I'll add my voice to Andy's and Dave's. I think P2P is still largely
unknown to the masses. ORA readership is way ahead of the average
computer user, but the remainder of computer book readers will
probably want more P2P info for at least another year, maybe two.
Whenever I post a blog entry about P2P, it seems to generate
significant interest.
My two cents...
Bruce
From: Rael Dornfest rael@oreilly.com
Date: Fri, 11 Jan 2002 13:13:09 -0800
Howdy,
On 1/10/02 5:48 PM, "Bruce Epstein - Zeus Productions"
sayeth:
> I'll add my voice to Andy's and Dave's. I think P2P is
> still largely unknown to the masses. ORA readership is
> way ahead of the average computer user, but the remainder
> of computer book readers will probably want more P2P info
> for at least another year, maybe two.
Calls I get are invariably from enterprise focused individuals, magazines,
reporters, and the like. These folks are most concerned with how all this
affects IT, firewalling, management, and traditional groupware. They don't
give a tinker's about copyright violation, wareZ, anonymity, ...
While we're (and I mean not just O'Reilly, but those to whom P2P is so,
like, last February) up on the beach sipping lemonade and eating tofu
burgers, surfboards planted triumphantly in the ground, there are plenty
taking tentative steps on the smaller waves that are left.
P2P has ceased, in and of itself, to be fascinating, but it's still making
waves. While we may not want to have a P2P conference or a P2P book or P2P
site per se, it should wend its way through our projects along with the
likes of open standards/source/data, XML, networking, identity, et al.
Rael
From: Jonathan Gennick Jonathan Gennick
Date: Thu, 10 Jan 2002 20:35:24 -0500
Isn't it P2P that really got the web started? Researchers
wanted to share notes and data so someone threw together a
browser and a markup language to make it easy to browse
around and find the files that you wanted. As I understand
it, early browsers were text-based. At some point someone
decided that the browser should not only allow you to
download a photo, but to view it as well.
My point here is that (it seems to me) the desire to
collaborate is what drove the early web. Perhaps at first it
was even peer-to-peer, but as more people without "always-on"
Internet connections got on the bandwagon, the need
developed for ISPs to host web sites.
Why is it that when people became interested in listening to
music that browsers suddenly weren't good enough? Why is it
that people decided to serve mp3 files off their home PCs as
opposed to uploading those files to an ISP? Why do I go to
an ISP to host my web site, but not to host my mp3 files?

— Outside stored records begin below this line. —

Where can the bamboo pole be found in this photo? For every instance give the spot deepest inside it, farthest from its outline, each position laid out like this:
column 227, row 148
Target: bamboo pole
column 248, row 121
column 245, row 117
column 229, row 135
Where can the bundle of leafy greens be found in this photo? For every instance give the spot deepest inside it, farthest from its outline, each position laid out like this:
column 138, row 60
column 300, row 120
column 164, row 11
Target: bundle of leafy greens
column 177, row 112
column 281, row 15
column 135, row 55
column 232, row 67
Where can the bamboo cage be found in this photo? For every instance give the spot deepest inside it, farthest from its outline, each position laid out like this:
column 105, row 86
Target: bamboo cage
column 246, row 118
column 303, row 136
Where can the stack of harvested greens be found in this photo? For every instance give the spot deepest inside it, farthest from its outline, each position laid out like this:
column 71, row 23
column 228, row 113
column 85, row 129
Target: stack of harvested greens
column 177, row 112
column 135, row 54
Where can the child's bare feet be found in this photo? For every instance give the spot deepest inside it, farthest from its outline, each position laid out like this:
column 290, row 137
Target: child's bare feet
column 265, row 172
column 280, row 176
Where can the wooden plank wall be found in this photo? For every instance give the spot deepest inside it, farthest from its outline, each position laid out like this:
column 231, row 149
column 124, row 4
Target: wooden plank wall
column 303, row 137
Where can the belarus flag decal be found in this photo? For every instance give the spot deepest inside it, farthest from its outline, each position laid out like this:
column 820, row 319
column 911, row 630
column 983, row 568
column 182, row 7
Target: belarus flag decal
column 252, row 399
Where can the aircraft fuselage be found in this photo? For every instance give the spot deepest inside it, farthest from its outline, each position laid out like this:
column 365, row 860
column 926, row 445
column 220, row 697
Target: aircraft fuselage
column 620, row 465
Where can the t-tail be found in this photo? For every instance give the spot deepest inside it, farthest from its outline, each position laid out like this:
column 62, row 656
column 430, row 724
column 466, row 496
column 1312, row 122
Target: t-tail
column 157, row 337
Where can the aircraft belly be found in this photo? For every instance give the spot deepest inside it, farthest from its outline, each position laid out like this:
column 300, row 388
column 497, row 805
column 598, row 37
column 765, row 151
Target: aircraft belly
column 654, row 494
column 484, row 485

(not that I have any mp3 files).
Well, I don't know all the answers, but it does seem to some
extent that we are reinventing ways to collaborate, or
perhaps inventing new ways to collaborate, and that the need
or desire to participate in a wider community is still a
driving force. So in a sense I wonder if the current
interest in P2P technologies is the extension of a longer,
over-arcing trend.
Related to the above, I find it incredibly annoying that
broadband service providers seem to stand diametrically
opposed to anything resembling collaboration and P2P.
I like the fact that we're philosophizing like this.
Best regards,
Jonathan Gennick
Associate Editor, O'Reilly & Associates
906.387.1698 mailto:jgennick@oreilly.com
From: Tim O'Reilly tim@oreilly.com
Date: Thu, 10 Jan 2002 17:40:21 -0800
I still see a fair amount of interest in peer to peer as well. I still
think it's a subsidiary idea to a bigger network computing picture, but it's
still an important piece of the puzzle. We definitely want to keep our hand
in. As P2P projects take off, there WILL be tech that deserves books. But
it's a bit like storage. RAID became more commonplace, but not necessarily
the subject of books...just the way storage tends to work. Similarly, I do
think that p2p will melt into the background. Not because it is dead but
because it's ubiquitous.
As with all new tech that doesn't quite catch, we shouldn't "abandon" it if
we slow down on it. We should keep our finger on the pulse.